LoCoMo’s category breakdown tells a similar story:
| Category | git-notes Accuracy |
|---|---|
| CONTEXTUAL | 38% |
| INFERENCE | 10-15% |
| IDENTITY | 10-11% |
| TEMPORAL | 6% |
| ADVERSARIAL | 2-3% |
Adversarial questions (2-3%) intentionally try to confuse the system— asking about things that were mentioned but later contradicted, or phrasing queries to elicit false memories. These are genuinely difficult, and our system isn’t robust against them yet.
What the Numbers Mean
A few things worth noting:
These are hard benchmarks. Even state-of-the-art systems struggle with long-term memory evaluation. Our 18.8% overall accuracy isn’t low—it’s competitive with much larger, more resource-intensive approaches.
The baseline is essentially random. At 0.4% accuracy, the no-memory condition performs near chance level. This confirms that without persistent memory, models genuinely cannot answer questions about past conversations.

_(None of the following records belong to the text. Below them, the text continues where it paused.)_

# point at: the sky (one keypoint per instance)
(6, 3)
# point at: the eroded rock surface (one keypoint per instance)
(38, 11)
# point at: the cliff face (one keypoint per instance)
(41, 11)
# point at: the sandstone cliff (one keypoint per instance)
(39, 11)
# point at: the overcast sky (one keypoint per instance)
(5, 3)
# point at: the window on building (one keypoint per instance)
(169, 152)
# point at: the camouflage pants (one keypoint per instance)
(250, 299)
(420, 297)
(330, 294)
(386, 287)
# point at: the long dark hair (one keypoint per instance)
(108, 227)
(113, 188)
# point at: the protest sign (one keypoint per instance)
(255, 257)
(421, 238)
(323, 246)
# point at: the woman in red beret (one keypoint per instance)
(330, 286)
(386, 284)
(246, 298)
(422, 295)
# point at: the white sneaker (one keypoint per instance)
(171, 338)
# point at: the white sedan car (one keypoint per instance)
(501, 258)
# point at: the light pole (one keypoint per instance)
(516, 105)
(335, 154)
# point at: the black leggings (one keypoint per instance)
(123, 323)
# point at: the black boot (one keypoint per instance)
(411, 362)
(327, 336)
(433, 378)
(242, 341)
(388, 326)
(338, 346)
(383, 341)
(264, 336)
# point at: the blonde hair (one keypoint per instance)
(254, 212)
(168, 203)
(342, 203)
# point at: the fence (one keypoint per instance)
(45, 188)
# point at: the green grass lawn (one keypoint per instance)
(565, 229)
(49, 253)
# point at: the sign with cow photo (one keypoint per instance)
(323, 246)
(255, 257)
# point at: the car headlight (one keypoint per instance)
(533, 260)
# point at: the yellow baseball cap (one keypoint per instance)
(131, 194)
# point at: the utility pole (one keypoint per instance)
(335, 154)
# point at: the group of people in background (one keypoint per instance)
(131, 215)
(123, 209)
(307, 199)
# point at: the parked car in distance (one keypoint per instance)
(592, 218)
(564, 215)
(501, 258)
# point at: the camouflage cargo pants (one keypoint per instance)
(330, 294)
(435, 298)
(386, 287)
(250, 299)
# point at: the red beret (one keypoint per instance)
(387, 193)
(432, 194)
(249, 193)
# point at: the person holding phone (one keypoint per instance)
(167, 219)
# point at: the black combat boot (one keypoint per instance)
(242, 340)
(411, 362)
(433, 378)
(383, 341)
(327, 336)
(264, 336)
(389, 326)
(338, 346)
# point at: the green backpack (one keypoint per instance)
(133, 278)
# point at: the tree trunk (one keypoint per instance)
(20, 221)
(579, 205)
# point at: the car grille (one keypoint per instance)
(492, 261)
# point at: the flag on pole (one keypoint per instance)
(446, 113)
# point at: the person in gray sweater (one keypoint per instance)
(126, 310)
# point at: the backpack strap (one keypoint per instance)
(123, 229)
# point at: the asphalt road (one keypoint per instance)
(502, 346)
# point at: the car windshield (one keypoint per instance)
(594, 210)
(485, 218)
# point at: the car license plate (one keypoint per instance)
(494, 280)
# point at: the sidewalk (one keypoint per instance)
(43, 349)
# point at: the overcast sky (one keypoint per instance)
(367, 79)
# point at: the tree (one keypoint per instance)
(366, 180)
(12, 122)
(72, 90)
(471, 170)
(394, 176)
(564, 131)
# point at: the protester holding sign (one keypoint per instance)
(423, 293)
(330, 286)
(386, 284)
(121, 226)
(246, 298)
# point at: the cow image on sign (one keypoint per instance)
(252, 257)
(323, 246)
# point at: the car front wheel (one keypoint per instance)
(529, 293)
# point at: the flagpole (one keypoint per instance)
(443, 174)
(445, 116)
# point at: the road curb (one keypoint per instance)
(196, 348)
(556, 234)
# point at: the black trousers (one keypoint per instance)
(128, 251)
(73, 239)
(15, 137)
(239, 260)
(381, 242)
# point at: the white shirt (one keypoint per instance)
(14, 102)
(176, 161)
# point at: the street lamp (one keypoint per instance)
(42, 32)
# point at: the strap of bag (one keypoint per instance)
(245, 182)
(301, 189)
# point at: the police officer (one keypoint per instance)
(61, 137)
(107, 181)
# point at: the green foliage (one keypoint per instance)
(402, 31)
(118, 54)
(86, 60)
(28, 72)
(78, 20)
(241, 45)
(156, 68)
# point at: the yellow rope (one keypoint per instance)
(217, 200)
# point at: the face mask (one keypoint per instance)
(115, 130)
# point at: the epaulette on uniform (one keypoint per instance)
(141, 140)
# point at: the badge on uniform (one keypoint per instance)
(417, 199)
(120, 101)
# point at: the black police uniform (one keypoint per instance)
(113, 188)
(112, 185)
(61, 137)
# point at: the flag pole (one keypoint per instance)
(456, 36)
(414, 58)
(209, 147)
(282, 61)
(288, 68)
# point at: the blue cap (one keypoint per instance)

Improvement is multiplicative, not additive. Going from 0.4% to 18.8% means the system now correctly answers questions it previously had essentially zero chance of getting right.
Experimental Rigor
For those who care about methodology:
- 5 trials per condition per benchmark with randomized seeds
- Seeds: 478163327, 107420369, 1181241943, 1051802512, 958682846
- Total questions assessed: 60,000+ across all trials
- Assessment duration: ~3000+ seconds per trial
The variance across trials was low, indicating stable performance rather than lucky runs.
Production Results
The benchmarks validated what we observed in practice. After extensive real-world usage:
- 116 memories indexed across 10 semantic namespaces
- Sub-10ms context generation at session start
- 5+ memories auto-captured per session via hook detection
- Cross-session recall of decisions, learnings, and blockers
The benchmark results explain why this feels qualitatively different: the system is actually remembering, not just pattern-matching on immediate context.
The system handles 2M token transcripts (Claude Code’s maximum) without degradation. Full reindex from git notes takes under 5 seconds for 1000 memories.
What This Enables
Cross-session continuity: Ask about a database choice, and the AI references the decision you made three weeks ago.
Blocker tracking: A blocker captured in one session appears in the next, with context on what was tried.
File-contextual memory: Edit a file, and related memories surface automatically.
Team knowledge sharing: Push memories with code. New team members inherit project knowledge.
The Bigger Picture
This research validates treating AI memory as a first-class concern rather than an afterthought. Decisions persist. Blockers track to resolution. Learnings accumulate.
The benchmark results give us confidence that the improvement is real and substantial—not just subjective impression but measurable, reproducible gains.
The transformation is subtle but profound: conversations with AI assistants stop feeling like isolated transactions and start feeling like ongoing collaboration.
There’s more work to do. Temporal reasoning remains a challenge. Adversarial robustness needs improvement. But the foundation is solid: a 47x improvement over baseline proves the approach works.
The complete implementation is open source at git-notes-memory-manager. For the full academic treatment with citations and detailed architecture, see the complete research paper. The research draws from cognitive psychology (Baddeley’s working memory model), signal detection theory (Green & Swets), and progressive disclosure principles (Shneiderman, Nielsen).